Among the guests who later tested positive for the virus were Trump, first lady Melania TrumpMelania TrumpBiden warns Americans against traveling for Christmas McEnany hits Democratic leaders for not following their own COVID-19 restrictions Capitol physician advises lawmakers against attending dinners, receptions during COVID-19 spike MORE, ex-White House aide Kellyanne ConwayKellyanne Elizabeth ConwayWomen set to take key roles in Biden administration Lara Trump mulling 2022 Senate run in North Carolina: report Press: Where is Jim Baker when we need him? MORE, press secretary Kayleigh McEnany, Sens. Mike LeeMichael (Mike) Shumway LeeGovernment used Patriot Act to gather website visitor logs in 2019 Grassley returns to Capitol after having coronavirus McConnell halts in-person Republican lunches amid COVID-19 surge MORE (R-Utah) and Thom TillisThomas (Thom) Roland TillisRep. Mark Walker announces Senate bid in North Carolina Grassley returns to Capitol after having coronavirus McConnell halts in-person Republican lunches amid COVID-19 surge MORE (R-N.C.) and former New Jersey Gov. Chris ChristieChris ChristieTrump transition order follows chorus of GOP criticism Trump relents as GSA informs Biden transition to begin Biden moves forward as GOP breaks with Trump rise MORE (R).

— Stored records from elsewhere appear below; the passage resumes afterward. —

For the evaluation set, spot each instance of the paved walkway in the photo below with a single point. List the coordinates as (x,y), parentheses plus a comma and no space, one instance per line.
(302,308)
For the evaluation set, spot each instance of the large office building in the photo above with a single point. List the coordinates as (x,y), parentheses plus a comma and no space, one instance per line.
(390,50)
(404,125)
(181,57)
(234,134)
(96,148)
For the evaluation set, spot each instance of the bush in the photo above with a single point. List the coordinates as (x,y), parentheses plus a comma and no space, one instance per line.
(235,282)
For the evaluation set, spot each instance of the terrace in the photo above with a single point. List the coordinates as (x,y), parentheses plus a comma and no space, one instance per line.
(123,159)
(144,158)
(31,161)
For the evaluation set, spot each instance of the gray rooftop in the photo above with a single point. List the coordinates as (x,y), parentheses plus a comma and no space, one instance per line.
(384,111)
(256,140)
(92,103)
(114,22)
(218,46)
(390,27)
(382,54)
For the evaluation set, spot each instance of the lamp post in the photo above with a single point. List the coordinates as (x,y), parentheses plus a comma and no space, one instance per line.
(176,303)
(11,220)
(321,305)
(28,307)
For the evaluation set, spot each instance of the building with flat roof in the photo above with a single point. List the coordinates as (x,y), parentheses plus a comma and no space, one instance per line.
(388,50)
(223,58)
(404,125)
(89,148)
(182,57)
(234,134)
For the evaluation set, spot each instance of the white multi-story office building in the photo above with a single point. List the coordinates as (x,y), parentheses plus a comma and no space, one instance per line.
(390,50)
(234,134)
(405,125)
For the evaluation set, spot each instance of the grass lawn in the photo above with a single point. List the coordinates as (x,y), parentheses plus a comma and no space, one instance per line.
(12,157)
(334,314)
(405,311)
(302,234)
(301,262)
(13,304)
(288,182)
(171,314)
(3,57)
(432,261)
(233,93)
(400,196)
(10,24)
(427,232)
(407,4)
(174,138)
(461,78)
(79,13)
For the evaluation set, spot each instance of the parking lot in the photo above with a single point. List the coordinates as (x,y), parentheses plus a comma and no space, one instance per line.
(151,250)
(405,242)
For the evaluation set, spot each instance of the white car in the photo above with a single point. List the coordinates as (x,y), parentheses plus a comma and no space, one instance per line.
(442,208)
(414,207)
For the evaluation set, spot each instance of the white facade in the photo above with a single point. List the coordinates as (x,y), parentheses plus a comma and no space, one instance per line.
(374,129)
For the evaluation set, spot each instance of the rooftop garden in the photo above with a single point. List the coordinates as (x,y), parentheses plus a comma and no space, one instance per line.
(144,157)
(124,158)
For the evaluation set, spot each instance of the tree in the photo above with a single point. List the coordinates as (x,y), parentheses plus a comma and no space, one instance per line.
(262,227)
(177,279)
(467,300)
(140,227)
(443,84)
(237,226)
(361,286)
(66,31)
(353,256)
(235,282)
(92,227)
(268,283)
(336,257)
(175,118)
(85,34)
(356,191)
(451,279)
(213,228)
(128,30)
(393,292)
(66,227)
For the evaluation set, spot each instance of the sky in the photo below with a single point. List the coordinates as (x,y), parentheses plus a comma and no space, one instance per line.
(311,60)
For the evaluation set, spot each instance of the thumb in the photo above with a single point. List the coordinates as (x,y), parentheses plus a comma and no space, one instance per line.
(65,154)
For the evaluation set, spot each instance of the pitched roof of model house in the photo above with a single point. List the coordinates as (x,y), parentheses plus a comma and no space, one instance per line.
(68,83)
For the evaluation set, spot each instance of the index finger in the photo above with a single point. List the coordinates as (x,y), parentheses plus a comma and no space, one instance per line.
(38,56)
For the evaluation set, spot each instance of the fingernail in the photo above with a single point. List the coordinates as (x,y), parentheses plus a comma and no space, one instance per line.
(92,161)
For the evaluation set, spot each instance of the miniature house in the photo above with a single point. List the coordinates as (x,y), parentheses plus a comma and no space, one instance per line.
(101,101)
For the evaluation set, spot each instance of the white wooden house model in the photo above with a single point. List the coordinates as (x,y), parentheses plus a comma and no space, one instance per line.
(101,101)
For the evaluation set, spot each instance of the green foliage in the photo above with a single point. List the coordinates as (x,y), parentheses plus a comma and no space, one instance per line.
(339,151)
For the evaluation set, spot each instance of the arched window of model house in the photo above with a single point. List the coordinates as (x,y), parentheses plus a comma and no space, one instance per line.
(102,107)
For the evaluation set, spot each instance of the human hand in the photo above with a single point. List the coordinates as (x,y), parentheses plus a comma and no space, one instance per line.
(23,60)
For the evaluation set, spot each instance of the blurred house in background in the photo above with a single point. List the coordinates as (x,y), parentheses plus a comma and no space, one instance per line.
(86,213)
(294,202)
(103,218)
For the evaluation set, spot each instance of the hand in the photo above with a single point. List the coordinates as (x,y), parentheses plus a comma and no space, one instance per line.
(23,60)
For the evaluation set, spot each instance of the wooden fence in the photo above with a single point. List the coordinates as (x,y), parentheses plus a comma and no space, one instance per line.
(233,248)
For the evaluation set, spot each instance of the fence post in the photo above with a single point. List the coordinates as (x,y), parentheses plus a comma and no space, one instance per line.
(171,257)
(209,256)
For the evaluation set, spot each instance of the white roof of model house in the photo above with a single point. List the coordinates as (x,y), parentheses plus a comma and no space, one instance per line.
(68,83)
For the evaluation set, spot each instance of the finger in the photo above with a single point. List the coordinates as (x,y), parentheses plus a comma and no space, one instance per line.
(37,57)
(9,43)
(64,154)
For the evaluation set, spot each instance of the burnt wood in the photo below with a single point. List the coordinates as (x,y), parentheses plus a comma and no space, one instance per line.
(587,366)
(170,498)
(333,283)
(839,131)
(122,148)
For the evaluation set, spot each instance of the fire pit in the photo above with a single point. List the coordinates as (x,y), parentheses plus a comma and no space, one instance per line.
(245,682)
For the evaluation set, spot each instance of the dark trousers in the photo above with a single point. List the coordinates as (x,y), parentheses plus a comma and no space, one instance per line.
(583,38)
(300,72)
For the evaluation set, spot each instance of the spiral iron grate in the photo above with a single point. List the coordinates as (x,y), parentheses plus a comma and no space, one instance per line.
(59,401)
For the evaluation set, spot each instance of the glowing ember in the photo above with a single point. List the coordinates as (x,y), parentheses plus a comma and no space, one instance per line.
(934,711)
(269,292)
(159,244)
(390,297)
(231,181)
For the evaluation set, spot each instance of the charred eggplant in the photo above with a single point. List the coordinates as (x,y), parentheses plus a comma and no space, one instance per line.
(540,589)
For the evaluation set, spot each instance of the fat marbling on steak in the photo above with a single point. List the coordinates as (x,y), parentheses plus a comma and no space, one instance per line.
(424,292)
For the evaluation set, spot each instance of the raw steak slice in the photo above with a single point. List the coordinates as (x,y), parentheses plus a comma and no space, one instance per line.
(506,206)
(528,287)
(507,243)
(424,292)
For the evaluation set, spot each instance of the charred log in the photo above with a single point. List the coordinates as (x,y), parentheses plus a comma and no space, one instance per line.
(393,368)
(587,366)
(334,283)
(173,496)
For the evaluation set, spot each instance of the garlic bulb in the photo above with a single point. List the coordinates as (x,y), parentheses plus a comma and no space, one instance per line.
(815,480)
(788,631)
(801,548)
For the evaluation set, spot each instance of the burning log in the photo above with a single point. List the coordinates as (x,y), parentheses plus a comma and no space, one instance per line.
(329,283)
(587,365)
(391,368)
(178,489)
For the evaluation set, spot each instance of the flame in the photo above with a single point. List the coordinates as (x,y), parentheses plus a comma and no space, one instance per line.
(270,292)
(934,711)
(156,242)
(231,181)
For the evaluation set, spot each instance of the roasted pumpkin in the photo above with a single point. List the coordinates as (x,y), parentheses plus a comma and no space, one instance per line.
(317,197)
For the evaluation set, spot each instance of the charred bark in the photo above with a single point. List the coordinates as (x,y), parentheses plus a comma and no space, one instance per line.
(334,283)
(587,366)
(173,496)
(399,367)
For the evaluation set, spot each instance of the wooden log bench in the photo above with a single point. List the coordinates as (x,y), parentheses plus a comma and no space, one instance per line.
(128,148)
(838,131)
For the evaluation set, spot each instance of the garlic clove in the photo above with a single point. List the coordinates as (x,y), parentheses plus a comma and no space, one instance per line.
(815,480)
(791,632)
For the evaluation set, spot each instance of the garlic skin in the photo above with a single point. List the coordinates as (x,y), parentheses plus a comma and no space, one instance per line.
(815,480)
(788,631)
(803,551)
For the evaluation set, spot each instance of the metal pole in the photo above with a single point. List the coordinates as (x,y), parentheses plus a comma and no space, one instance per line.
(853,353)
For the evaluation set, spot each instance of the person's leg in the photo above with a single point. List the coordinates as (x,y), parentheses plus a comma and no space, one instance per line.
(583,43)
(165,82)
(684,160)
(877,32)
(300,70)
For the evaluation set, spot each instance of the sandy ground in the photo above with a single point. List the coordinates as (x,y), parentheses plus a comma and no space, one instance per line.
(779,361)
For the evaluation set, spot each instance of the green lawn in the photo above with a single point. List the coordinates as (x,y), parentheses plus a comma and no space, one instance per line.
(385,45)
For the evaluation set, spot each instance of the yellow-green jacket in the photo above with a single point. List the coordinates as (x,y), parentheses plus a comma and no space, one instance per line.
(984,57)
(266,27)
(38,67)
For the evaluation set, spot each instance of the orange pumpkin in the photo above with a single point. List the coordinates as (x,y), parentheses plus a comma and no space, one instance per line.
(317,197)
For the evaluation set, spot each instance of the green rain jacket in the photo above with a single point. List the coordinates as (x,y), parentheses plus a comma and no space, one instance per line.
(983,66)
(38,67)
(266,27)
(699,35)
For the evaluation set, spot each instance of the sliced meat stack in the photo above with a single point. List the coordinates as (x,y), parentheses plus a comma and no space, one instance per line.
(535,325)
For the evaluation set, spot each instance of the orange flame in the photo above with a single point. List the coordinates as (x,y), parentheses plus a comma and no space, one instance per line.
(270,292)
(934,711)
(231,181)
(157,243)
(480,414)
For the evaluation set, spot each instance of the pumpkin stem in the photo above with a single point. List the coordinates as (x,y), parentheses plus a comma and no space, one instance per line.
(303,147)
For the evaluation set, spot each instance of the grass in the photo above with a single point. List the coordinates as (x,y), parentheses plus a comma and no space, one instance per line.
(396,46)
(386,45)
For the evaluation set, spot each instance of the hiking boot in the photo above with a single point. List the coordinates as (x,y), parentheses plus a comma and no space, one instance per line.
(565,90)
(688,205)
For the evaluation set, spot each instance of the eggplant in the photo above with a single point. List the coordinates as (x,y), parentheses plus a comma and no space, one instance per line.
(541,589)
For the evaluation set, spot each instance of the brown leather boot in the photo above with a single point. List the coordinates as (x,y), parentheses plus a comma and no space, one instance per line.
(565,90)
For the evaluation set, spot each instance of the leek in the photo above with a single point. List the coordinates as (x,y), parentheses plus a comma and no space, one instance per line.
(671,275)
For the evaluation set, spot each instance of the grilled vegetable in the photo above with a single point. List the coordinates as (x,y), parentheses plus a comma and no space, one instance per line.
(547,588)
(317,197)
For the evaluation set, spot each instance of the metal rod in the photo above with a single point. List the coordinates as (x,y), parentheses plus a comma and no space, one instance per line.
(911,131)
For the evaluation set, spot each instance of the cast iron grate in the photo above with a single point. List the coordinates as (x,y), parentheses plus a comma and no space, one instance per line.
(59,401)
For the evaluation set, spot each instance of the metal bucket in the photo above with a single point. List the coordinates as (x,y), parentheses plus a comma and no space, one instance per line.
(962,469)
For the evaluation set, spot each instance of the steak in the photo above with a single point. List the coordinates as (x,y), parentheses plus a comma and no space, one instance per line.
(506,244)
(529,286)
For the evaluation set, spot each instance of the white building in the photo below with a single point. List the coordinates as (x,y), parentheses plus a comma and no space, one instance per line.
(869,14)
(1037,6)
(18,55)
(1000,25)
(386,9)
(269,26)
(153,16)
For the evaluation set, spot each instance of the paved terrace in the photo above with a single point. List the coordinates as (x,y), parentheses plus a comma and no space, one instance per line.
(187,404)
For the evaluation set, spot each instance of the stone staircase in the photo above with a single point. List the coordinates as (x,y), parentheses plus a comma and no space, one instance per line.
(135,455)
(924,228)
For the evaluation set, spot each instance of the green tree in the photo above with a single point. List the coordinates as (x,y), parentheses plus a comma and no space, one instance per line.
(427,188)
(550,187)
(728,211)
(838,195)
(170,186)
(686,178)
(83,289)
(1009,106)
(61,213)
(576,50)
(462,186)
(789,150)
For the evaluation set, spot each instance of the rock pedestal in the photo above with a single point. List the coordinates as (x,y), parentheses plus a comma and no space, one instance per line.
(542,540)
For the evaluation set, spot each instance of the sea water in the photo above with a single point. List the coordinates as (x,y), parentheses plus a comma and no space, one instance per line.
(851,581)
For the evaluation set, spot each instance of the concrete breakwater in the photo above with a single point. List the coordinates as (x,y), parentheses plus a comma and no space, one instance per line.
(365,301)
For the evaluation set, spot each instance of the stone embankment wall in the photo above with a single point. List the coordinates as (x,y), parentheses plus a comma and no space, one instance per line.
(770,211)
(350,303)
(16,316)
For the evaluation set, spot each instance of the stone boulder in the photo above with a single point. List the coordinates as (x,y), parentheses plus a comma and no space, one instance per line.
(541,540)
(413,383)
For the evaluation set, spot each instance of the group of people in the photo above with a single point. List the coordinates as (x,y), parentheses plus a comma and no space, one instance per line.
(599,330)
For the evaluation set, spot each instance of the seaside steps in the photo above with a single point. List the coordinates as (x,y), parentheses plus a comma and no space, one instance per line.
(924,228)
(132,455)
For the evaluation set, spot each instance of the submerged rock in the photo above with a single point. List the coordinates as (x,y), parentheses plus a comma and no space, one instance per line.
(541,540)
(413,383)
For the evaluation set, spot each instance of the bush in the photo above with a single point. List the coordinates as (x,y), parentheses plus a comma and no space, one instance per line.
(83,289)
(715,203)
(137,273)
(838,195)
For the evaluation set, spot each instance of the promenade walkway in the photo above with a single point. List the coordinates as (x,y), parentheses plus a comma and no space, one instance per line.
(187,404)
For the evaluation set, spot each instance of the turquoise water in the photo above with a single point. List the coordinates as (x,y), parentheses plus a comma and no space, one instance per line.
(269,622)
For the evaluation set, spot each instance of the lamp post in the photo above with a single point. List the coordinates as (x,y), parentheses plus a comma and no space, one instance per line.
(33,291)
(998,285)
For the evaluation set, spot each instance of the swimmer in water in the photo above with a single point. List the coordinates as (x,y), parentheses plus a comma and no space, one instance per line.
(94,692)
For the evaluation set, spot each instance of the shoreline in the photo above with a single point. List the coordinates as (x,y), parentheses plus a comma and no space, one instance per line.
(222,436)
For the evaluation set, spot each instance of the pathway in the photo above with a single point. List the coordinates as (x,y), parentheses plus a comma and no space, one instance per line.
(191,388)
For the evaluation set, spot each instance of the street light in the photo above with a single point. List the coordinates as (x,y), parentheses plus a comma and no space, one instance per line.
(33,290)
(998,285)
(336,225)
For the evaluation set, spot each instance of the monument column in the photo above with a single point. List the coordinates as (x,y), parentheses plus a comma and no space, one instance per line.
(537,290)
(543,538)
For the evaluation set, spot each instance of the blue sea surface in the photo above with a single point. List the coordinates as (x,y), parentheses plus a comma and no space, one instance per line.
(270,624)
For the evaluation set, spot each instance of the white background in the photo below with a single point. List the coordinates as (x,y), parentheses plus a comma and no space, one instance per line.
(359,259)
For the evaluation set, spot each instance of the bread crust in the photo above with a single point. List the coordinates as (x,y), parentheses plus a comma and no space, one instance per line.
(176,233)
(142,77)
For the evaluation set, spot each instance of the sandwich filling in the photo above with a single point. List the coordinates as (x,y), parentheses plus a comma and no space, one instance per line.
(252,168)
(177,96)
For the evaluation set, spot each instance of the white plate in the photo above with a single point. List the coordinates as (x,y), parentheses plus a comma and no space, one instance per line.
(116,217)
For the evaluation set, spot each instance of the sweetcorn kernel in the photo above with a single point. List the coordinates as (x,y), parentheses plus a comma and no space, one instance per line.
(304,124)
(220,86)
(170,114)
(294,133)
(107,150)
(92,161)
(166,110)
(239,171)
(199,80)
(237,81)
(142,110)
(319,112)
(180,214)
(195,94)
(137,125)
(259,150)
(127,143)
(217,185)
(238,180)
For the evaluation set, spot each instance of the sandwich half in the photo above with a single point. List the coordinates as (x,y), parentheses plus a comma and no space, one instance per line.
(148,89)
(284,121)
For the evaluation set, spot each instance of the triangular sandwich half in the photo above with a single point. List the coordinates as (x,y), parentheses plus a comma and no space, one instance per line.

But the president and White House staff have repeatedly downplayed the threat of the virus even as cases surge around the country. Meadows on Sunday dismissed the possibility of controlling the virus, instead saying the focus should be on developing vaccines and treatments.

Morgan Chalfant contributed to this report, which was updated at 4 p.m.